Miguel Macedo e todos os outros arguidos nos Vistos Gold vão a julgamento

Antigo governante vai responder por tráfico de influência e prevaricação

Os 17 acusados no processo "Vistos Gold", entre os quais constam figuras importantes do Estado, como o ex-ministro Miguel Macedo, vão a julgamento, segundo a decisão instrutória hoje conhecida.

Neste processo foram acusadas 17 pessoas, incluindo o antigo presidente do Instituto de Registos e Notariado, António Figueiredo, o ex-ministro da Administração Interna Miguel Macedo, o ex-diretor nacional do Serviço de Estrangeiros e Fronteiras, Manuel Jarmela Palos, a ex-secretária-geral do Ministério da Justiça, Maria Antónia Anes, e alguns empresários chineses.

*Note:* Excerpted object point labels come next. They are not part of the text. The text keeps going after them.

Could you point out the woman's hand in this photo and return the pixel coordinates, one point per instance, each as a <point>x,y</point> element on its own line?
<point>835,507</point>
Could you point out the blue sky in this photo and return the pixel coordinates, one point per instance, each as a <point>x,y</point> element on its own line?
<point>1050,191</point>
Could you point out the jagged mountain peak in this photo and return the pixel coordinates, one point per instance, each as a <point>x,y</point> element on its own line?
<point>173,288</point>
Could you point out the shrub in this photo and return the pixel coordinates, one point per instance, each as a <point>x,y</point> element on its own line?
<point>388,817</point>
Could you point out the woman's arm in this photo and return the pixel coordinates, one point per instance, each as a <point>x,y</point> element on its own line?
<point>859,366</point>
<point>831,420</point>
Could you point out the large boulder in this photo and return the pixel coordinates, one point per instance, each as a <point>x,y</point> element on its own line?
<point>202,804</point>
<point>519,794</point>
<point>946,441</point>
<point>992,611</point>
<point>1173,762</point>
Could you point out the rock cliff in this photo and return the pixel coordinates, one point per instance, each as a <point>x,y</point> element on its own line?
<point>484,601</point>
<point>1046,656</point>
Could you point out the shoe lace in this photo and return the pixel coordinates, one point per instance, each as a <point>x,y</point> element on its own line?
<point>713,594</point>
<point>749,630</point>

O caso está relacionado com a aquisição de 'Vistos Gold' e investiga indícios de corrupção ativa e passiva, recebimento indevido de vantagem, prevaricação, peculato de uso, abuso de poder e tráfico de influência.

Contactado pela Lusa, o advogado de António Figueiredo, Rui Patrício, afirmou que tudo o que tinha a dizer guardava para julgamento, "que é a fase maior do processo, na qual há contraditório pleno, igualdade de armas e acesso total e transparente a tudo".

"É nessa fase que temos de olhos postos", acrescentou.

No debate instrutório, a 15 de março, o Ministério Público (MP) defendeu a ida a julgamento de todos os 17 arguidos do processo, num caso em que se considerou terem sido comercializados "os alicerces do aparelho de Estado".

A decisão instrutória já tinha sido adiada por diversas vezes por causa da tradução dos textos para mandarim.